Commenting on the sharp moves observed last week, especially Tuesday’s 500+ point Dow jump, Wilson notes that “last week saw the US Equity market rebound sharply from the prior week’s sell off” and categorizes the sharp move higher as “a dead cat bounce with the downtrend resuming on Thursday.”
To justify his thesis, Wilson writes that his preferred explanation of recent market moves, namely the “rolling bear market” has “unfinished business with the S&P” and two weeks after “the rolling bear market made its latest and loudest statement yet by attacking this bull market’s darlings – Growth stocks, concentrated in the US Technology and Consumer Discretionary sectors” it is going for the overall market itself.
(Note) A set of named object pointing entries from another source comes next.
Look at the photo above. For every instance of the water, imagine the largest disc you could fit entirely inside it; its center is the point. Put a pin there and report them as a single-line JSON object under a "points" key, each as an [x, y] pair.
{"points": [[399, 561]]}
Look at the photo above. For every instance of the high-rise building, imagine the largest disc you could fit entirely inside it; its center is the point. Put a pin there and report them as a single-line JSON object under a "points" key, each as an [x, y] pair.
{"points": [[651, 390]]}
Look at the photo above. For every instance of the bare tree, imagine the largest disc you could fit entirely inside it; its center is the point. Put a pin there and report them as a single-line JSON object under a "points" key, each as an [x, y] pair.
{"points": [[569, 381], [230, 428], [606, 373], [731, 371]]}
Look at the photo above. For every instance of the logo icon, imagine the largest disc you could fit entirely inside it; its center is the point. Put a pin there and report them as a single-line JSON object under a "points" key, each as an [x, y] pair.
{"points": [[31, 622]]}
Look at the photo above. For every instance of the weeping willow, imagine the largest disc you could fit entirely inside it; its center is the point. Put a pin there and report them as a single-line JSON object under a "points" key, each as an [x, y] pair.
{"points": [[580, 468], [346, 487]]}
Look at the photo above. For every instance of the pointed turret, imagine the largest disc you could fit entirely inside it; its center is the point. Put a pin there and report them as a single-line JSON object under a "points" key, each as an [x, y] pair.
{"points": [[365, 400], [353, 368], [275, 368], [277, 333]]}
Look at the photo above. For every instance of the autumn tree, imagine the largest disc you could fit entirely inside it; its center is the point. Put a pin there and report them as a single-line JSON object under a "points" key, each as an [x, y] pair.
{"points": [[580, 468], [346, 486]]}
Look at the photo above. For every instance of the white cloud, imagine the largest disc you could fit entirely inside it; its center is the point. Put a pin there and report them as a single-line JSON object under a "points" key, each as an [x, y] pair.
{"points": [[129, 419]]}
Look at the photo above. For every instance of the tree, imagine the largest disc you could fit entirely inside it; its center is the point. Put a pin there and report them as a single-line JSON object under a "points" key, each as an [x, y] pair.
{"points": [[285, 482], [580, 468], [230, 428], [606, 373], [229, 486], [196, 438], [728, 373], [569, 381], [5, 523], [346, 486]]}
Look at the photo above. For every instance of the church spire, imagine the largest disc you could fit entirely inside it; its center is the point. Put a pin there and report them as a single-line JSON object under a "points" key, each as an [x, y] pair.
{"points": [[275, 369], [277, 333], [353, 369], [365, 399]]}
And speaking of the recent hammering of growth stocks, Wilson notes that “this caused much more portfolio pain than what the rolling bear did earlier in the year because this is where portfolios are exposed.“
As a result, we now hear more clients acknowledging our Rolling Bear Market narrative.
For those following Wilson’s rolling bear market thesis, this also means that as of the end of last week, “the rolling bear has now hit virtually every major asset class and the S&P 500 is the final holdout, beating the CPI year to date.”
Looking at the chart above, in which the S&P remains the only holdout from the “rolling bear market” mauling, Wilson concludes that “to the chagrin of many, we think the S&P will eventually succumb, too, and probably soon” and,adds that a definitive break of the S&P 500 through its 200 day moving average will serve as confirmation that the latest dead cat bounce is finally over.
We look forward to Marko Kolanovic’s “btfd” response.